The flowers are arranged near the ends of the branches in groups of up to three, each flower on a stalk 1-3 mm long. The petals are white to bright pink, 4-5 mm long with their edges overlapping. There are eight stamens with glabrous filaments. Flowering occurs between August and November and the fruit is present in December.

==Taxonomy and naming==
Boronia deanei was first formally described in 1907 by Joseph Maiden and Ernst Betche from a specimen collected by Henry Deane in the Blue Mountains. The description was published in Proceedings of the Linnean Society of New South Wales. The specific epithet (deanei) honours the collector of the type specimen.

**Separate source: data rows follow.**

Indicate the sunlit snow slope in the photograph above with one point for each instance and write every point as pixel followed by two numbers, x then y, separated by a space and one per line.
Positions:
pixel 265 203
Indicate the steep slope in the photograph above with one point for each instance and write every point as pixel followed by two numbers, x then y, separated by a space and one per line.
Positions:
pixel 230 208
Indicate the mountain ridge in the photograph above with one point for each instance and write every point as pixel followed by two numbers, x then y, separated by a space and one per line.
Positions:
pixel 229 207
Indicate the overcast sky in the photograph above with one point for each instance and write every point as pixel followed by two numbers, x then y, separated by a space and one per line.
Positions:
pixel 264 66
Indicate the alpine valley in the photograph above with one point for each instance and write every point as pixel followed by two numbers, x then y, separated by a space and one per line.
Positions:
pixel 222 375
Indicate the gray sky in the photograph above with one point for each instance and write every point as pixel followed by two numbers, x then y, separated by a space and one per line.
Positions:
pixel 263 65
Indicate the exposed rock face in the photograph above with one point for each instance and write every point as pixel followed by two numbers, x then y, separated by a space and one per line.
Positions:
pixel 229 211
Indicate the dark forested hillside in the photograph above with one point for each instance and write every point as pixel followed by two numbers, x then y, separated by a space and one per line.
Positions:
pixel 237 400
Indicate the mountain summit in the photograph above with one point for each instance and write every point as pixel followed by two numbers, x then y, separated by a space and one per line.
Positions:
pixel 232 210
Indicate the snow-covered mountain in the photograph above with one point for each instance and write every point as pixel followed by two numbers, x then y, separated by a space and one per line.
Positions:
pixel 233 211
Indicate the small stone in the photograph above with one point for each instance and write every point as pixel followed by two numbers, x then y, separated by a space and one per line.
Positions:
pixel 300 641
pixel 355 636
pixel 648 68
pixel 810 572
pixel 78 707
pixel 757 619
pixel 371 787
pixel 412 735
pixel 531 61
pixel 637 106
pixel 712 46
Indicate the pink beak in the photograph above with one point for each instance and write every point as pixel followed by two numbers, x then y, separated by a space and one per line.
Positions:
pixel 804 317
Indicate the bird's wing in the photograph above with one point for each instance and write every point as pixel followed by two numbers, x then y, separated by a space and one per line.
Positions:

In 2002, Marco Duretto described two subspecies and the names have been accepted by the Australian Plant Census:
- Boronia deanei subsp. deanei which has leaflets with a blunt tip;
- Boronia deanei subsp. acutifolia which has leaflets with a pointed tip.

==Distribution and habitat==
This boronia mainly occurs in the higher Blue Mountains north of Clarence, in the Kanangra-Boyd National Park and south to the South East Forests National Park. It grows near high altitude swamps, in wet heath and in open forest, often in poorly-drained soil.

==Conservation==
Boronia deanei is listed as "vulnerable" under the Commonwealth Government Environment Protection and Biodiversity Conservation Act 1999 (EPBC) Act and under the New South Wales Threatened Species Conservation Act 1995. The main threats to its survival are habitat disturbance due to feral pigs (Sus scrofa) and clearing for rural residential developments.

==Use in horticulture==
Deane's boronia is a reliable and adaptable garden plant which can be grown in poorly-drained soils and is relatively frost-hardy. Its pleasantly scented leaves and pink flowers are attractive features. Specimens have been grown in pots and in the Australian National Botanic Gardens have grown to a height of 2 m, needing only tip pruning, occasional fertilising and adequate summer watering.